# PSA - LEFT HANDED... Early 80's Tokai MIJ Breezysound Telecaster in Ayr, ON



## greco (Jul 15, 2007)

This goes out to all the leftys (lefties?)

I am not related to or associated with the seller in any way.

http://www.kijiji.ca/v-guitar/missi...er/1143102847?enableSearchNavigationFlag=true


----------



## sambonee (Dec 20, 2007)

Steep price Id say. Good guitar though.


----------



## sulphur (Jun 2, 2011)

sambonee said:


> Steep price Id say. Good guitar though.


Steep for the guy that seems to snag all the deals. 8)

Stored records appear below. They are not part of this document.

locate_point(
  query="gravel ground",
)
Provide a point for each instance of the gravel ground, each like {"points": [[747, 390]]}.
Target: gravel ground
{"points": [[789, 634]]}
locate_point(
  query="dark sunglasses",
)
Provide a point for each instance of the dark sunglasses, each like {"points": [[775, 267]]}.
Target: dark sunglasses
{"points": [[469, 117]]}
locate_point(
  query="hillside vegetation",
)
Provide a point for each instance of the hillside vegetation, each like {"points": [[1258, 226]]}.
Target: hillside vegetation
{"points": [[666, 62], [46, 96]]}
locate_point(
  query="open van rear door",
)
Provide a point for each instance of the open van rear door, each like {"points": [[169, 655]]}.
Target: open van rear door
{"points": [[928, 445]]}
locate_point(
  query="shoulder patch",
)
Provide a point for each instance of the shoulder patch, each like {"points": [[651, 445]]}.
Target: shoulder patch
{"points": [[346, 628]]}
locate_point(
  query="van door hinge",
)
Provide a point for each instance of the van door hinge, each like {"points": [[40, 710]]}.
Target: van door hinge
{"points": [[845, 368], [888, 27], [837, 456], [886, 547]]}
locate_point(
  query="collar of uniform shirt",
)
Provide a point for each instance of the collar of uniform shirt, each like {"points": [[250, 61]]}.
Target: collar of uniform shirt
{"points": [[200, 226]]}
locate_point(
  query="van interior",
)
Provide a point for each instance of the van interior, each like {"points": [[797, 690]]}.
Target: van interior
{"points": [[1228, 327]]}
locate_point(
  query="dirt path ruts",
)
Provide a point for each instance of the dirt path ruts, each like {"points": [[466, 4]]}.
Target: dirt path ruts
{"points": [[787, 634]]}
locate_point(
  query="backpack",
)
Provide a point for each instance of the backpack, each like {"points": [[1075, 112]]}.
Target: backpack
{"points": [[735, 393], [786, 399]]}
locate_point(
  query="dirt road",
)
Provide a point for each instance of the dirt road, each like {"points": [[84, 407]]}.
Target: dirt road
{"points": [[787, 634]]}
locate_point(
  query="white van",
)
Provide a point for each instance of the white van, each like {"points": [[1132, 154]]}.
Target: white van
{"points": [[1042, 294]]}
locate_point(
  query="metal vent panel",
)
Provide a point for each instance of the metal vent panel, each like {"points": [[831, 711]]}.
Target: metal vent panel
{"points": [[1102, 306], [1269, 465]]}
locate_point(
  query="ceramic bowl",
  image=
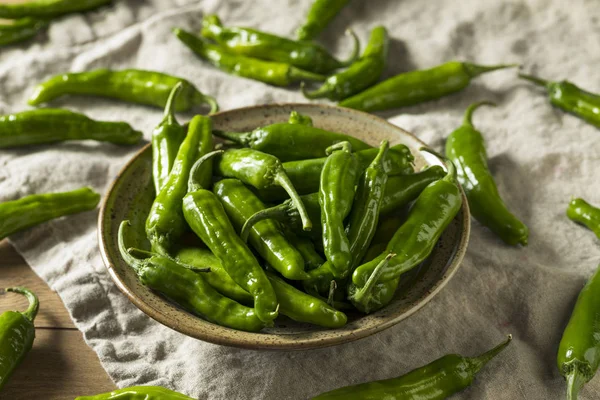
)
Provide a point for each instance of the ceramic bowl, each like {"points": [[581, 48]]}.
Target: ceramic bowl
{"points": [[131, 195]]}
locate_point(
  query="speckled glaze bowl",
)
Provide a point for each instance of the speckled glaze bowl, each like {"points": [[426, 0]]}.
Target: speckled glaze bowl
{"points": [[132, 192]]}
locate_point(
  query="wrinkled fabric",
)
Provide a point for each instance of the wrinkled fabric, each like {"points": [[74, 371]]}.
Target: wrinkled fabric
{"points": [[540, 157]]}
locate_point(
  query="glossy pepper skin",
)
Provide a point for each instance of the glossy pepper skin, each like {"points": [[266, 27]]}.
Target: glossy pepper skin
{"points": [[48, 8], [165, 223], [579, 350], [465, 147], [49, 125], [206, 216], [570, 98], [320, 14], [17, 334], [336, 194], [166, 139], [361, 75], [265, 237], [17, 215], [308, 56], [138, 393], [271, 72], [584, 213], [20, 30], [435, 381], [290, 142], [416, 87], [414, 241], [132, 85], [187, 288], [260, 170]]}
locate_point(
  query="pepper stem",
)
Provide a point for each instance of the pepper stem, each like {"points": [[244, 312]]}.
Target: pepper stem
{"points": [[474, 70], [193, 184], [535, 79], [169, 115], [362, 292], [468, 119], [479, 362], [278, 213], [284, 181], [34, 303], [355, 49]]}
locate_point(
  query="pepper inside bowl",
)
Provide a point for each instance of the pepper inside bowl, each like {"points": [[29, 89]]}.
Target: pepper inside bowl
{"points": [[132, 194]]}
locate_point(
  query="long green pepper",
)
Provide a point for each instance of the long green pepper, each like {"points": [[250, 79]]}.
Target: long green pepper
{"points": [[50, 125], [132, 85], [416, 87], [248, 42], [361, 75], [17, 215], [465, 147], [17, 333], [274, 73]]}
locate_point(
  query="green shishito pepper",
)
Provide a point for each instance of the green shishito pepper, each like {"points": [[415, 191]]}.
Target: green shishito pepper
{"points": [[17, 215], [187, 288], [570, 98], [48, 8], [17, 333], [584, 213], [265, 237], [56, 125], [166, 140], [336, 194], [260, 170], [416, 87], [132, 85], [361, 75], [206, 216], [319, 16], [290, 142], [165, 223], [138, 393], [579, 351], [466, 148], [308, 56], [435, 381], [271, 72], [414, 241], [20, 30]]}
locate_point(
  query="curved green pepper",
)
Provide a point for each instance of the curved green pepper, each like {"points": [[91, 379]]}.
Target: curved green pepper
{"points": [[319, 16], [165, 223], [435, 381], [415, 87], [265, 237], [187, 288], [579, 351], [32, 210], [308, 56], [414, 241], [274, 73], [166, 139], [132, 85], [466, 148], [50, 125], [17, 334], [570, 98], [336, 194], [138, 393], [361, 75], [584, 213]]}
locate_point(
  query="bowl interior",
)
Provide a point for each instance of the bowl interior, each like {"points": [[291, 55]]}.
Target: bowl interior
{"points": [[132, 194]]}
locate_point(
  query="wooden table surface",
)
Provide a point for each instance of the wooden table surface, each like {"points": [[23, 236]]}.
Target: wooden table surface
{"points": [[60, 366]]}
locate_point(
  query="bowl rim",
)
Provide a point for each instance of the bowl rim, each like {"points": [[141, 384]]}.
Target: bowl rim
{"points": [[260, 343]]}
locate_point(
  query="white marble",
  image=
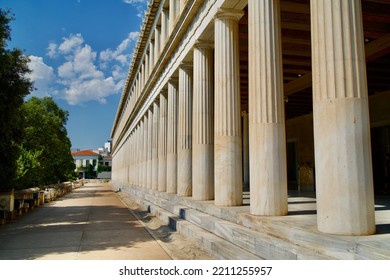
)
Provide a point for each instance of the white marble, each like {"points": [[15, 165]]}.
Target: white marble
{"points": [[267, 140], [164, 27], [162, 143], [155, 164], [203, 123], [149, 149], [184, 131], [174, 6], [228, 145], [344, 183], [172, 137]]}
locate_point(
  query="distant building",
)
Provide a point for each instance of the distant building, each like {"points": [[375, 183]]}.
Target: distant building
{"points": [[108, 146], [83, 159]]}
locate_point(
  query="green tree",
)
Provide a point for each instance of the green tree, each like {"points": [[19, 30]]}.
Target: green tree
{"points": [[45, 146], [14, 86]]}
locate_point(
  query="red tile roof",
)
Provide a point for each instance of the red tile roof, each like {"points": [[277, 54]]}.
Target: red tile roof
{"points": [[85, 153]]}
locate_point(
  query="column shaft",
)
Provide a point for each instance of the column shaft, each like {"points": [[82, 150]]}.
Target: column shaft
{"points": [[267, 140], [228, 146], [151, 57], [245, 149], [184, 148], [172, 138], [149, 147], [162, 144], [174, 6], [156, 118], [203, 124], [157, 44], [345, 198], [164, 28], [144, 150]]}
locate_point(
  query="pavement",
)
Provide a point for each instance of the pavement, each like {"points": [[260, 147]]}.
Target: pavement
{"points": [[90, 223]]}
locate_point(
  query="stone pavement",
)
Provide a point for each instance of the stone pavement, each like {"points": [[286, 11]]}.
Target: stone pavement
{"points": [[89, 223]]}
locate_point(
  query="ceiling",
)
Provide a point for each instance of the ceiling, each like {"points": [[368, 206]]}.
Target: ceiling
{"points": [[296, 49]]}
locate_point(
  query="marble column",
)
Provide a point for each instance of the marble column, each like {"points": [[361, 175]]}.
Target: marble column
{"points": [[149, 151], [164, 28], [142, 77], [151, 56], [227, 134], [145, 152], [156, 119], [174, 6], [245, 149], [267, 140], [345, 197], [172, 137], [146, 76], [182, 5], [157, 35], [203, 123], [162, 143], [136, 155], [184, 132]]}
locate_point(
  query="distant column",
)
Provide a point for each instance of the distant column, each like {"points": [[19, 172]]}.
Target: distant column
{"points": [[149, 156], [162, 143], [172, 137], [345, 196], [164, 28], [184, 149], [245, 149], [267, 142], [144, 149], [174, 6], [203, 123], [156, 119], [228, 146], [157, 44], [151, 57]]}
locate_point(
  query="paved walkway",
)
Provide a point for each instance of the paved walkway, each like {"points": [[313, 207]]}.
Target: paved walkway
{"points": [[89, 223]]}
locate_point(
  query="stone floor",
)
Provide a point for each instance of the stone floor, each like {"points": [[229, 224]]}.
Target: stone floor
{"points": [[232, 233], [91, 223]]}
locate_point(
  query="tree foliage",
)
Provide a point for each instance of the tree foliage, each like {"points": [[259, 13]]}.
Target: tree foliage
{"points": [[14, 86], [34, 146], [46, 156]]}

It's not that far off, I'd say that there's a Kijidiot buffer involved in that price.


----------



## sambonee (Dec 20, 2007)

Fair. And I agree I hunt pretty hard. Been an addiction for 27 years. I'm probably at 240 guitars that have come through my door. New word time. Glutty. (Guitar + slutty). I confess. 

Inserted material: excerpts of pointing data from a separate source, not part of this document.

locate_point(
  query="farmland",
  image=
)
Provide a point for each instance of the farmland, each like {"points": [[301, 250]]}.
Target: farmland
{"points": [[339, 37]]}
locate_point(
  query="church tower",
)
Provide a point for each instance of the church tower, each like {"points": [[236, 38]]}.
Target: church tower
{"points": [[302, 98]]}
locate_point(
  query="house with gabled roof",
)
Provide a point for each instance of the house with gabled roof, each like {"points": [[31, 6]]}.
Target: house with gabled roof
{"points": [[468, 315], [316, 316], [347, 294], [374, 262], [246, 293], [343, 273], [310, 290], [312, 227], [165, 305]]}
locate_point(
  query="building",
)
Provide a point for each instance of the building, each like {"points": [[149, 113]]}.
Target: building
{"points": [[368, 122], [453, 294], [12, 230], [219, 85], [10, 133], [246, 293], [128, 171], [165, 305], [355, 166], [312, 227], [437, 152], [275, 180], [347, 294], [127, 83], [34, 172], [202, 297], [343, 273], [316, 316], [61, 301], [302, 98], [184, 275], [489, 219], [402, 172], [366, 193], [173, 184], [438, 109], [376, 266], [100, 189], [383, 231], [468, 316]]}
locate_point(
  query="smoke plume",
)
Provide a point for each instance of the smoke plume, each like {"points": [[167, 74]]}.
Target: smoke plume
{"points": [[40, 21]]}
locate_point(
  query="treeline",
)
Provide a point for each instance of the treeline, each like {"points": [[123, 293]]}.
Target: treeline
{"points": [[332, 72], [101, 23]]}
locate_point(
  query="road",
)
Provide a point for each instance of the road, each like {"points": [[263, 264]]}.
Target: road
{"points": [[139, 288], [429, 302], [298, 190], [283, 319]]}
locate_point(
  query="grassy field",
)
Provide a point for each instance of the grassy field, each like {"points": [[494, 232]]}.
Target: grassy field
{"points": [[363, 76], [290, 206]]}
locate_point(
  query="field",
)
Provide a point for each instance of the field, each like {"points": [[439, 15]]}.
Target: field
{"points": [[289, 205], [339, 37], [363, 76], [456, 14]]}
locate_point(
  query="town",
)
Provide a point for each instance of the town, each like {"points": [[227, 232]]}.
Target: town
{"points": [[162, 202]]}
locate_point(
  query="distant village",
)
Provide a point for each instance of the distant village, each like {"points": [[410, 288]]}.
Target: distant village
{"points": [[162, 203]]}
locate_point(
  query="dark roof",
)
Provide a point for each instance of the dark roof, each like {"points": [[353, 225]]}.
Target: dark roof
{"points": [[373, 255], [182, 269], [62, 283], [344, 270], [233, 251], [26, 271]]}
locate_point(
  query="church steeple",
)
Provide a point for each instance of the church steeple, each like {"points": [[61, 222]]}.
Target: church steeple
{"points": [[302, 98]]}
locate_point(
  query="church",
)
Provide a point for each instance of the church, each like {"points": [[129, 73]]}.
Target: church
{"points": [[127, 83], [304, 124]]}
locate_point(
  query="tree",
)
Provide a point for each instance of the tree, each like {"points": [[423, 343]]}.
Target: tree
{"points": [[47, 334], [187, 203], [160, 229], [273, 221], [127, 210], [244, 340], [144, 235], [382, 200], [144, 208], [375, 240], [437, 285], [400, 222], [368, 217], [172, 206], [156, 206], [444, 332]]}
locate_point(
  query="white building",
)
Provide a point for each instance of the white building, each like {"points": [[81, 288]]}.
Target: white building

Realistically it should sell for $400-575. There was a Tokai LH Strat near Toronto with the desirable fender headstock for $400. That was a deal.


----------



## sulphur (Jun 2, 2011)

I think that you're on the money. 
Condition would dictate which end of that range it would fall in.

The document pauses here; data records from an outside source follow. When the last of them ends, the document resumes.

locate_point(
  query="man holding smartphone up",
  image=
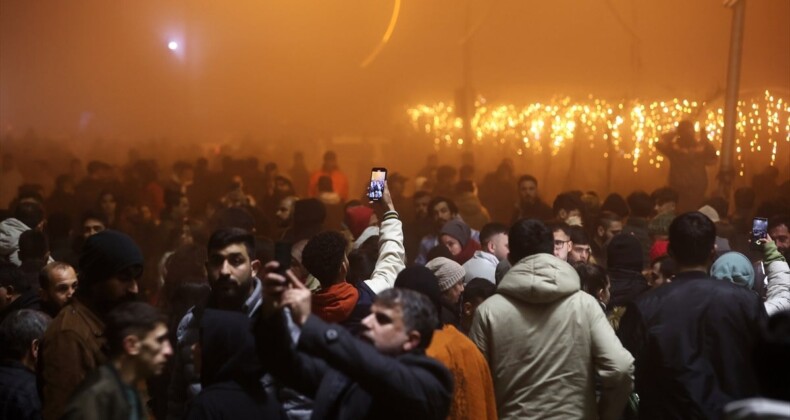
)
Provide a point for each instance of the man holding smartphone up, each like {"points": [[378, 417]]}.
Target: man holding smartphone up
{"points": [[325, 258]]}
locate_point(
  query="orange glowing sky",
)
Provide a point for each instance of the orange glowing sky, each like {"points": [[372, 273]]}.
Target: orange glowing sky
{"points": [[280, 66]]}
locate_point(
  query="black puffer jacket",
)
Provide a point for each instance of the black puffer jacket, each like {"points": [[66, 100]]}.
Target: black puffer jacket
{"points": [[230, 372]]}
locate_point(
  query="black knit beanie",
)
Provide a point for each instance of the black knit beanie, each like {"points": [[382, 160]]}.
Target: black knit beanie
{"points": [[107, 253], [422, 280], [625, 253]]}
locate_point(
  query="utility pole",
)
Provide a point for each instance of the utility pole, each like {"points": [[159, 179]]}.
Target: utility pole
{"points": [[726, 168]]}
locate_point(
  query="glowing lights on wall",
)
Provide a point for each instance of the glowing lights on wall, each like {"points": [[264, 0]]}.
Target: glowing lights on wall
{"points": [[628, 129]]}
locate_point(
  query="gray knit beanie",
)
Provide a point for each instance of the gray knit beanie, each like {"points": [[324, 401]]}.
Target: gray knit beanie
{"points": [[447, 271]]}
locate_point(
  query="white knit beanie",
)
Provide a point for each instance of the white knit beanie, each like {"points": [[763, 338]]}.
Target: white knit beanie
{"points": [[447, 271]]}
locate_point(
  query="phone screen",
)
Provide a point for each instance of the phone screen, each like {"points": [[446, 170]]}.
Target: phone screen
{"points": [[376, 188], [282, 254], [759, 228]]}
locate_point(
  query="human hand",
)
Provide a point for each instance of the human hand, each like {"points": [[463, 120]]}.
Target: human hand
{"points": [[274, 286], [574, 221], [299, 299], [384, 205]]}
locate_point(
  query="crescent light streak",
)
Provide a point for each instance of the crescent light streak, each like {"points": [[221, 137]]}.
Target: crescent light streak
{"points": [[387, 34]]}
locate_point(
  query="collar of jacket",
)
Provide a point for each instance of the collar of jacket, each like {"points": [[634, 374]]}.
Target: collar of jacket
{"points": [[94, 323]]}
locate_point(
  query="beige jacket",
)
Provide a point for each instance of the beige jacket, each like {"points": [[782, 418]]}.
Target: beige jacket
{"points": [[545, 340]]}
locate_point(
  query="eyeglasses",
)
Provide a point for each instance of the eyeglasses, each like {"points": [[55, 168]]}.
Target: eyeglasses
{"points": [[582, 249]]}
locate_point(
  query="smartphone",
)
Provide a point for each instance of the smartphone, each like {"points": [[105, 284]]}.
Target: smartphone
{"points": [[376, 188], [759, 230], [282, 254]]}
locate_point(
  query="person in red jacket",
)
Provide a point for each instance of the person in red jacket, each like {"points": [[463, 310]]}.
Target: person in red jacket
{"points": [[330, 169]]}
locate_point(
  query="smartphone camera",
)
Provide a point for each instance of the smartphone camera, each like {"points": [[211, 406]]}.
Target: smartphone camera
{"points": [[759, 231], [282, 254], [377, 178]]}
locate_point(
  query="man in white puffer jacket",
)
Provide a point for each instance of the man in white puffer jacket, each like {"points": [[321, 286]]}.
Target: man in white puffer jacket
{"points": [[546, 341]]}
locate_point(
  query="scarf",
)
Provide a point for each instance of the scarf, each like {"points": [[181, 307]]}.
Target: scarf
{"points": [[336, 302]]}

That Tokai sounded like a steal, was it in rough shape?


----------



## sambonee (Dec 20, 2007)

Not at all. In was in bellville. And it was a lefty. I was trying to get my leftie buddies. To grab it by no. Heck it could still be with that dude. I think he was willing to go $375. This was about 8-12 months ago.


----------